Es este el discurso en el que nos debatimos ahora. Un discurso actuante cuyas premisas son harto plausibles en la mayoría de los casos, puesto que los reclamos que lo activan están justificados en la más soez desigualdad. Pero seguimos cojeando del mismo pie. Nos vemos arder escandalosamente bajo el bombazo, y clamamos por curitas, cuando lo que requerimos, además de recoger los escombros de nuestra ira ya trocada en violencia, que se unen a los de la detonación mayor, es pensar bien, aliarnos en la indignación aunque con la mente fría, volcarnos a la negociación razonable, con el corazón diestro y el trasero apretado, proponiendo con adultez y no dejando el pliego de peticiones o proposiciones tirado en la mesa a la primera de cambio, como niños acostumbrados al berrinche. Persistir, en suma, con método, día tras noche. Esto es, desenredar la madeja y no apelmazarla o desflecarla con los arañazos de un gato malcriado en tensión.

Lo sé, se dice fácil, y es el reto más grande. Sé, así mismo, que del lado del poder sistémico y corrupto las intenciones son, por lo general, altaneras cuando no demagógicas. También sé que sin las necesidades básicas cubiertas nadie negocia bien, porque hay una ceguera temporal inducida e imprudente, que llama a la imprudencia. Es aquí donde entra la socorrida solidaridad. Algunos casos de buena praxis se están viendo por estos días en grupos de ciudadanos organizados en vigilia. Pero, ¿eso será suficiente? En el primer descuido, me temo, sin los liderazgos adecuados, aquello se quedará en un convivio de calles; si es que no degenera antes en represión, heridos, pérdidas humanas.

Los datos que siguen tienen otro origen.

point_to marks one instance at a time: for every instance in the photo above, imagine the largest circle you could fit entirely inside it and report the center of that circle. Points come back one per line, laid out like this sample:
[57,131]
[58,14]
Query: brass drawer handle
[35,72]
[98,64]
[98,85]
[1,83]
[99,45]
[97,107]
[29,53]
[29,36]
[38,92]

La solidaridad a la que me refiero debe empoderar a los mejor capacitados para el diálogo, sin compras bajo la mesa, ni concesiones bajo amenaza. La solidaridad a la que me refiero debe residir en llamarnos nosotros mismos, los ciudadanos, al orden, sin dar pie a que un grupo de antimontines venga a gasearnos con pimienta las vías respiratorias, o a perdigonearnos la carne. Debe estar en no vandalizar patrullas, ni colegiales, ni metrobuses, ni permitir la infiltración de agentes vandalizadores en las protestas, ni aupar fuerzas de choque entrenadas a la sombra por el sistema. Debe estar en no dar razones para que se nos vuelva a aplazar la verdadera reunión de consenso que, como mínimo, trace el mapa cierto, la hoja de ruta constante y sonante que todos los sectores afectados reclaman. Sin olvidar que nada bueno se rehace en un día.

El oxímoron hartazgo constructivo es más que una figura retórica. Es un resorte activado desde el agotamiento para recoger los escombros de la bomba y los escombros de nuestra ira mal dirigida; limpiar sin miramientos y con todos los recursos que la buena ley nos permite, la casa de alimañas, a todos los niveles, visibles e invisibles. Es, nunca demasiado tarde, vivir una conducta azul, aquí, ahora, con las manos limpias, los estómagos sin hambre, los techos sin agujeros sobre nuestras cabezas y el cielo, ese sí, abierto para nuestros sueños alcanzables, como lo quería el poeta José Franco, el célebre autor de «Panamá defendida», quien se quejaba de que a Panamá no la defendía nadie. Es hora de hacerlo. Por ella. Por nosotros sus hijos. Con propiedad.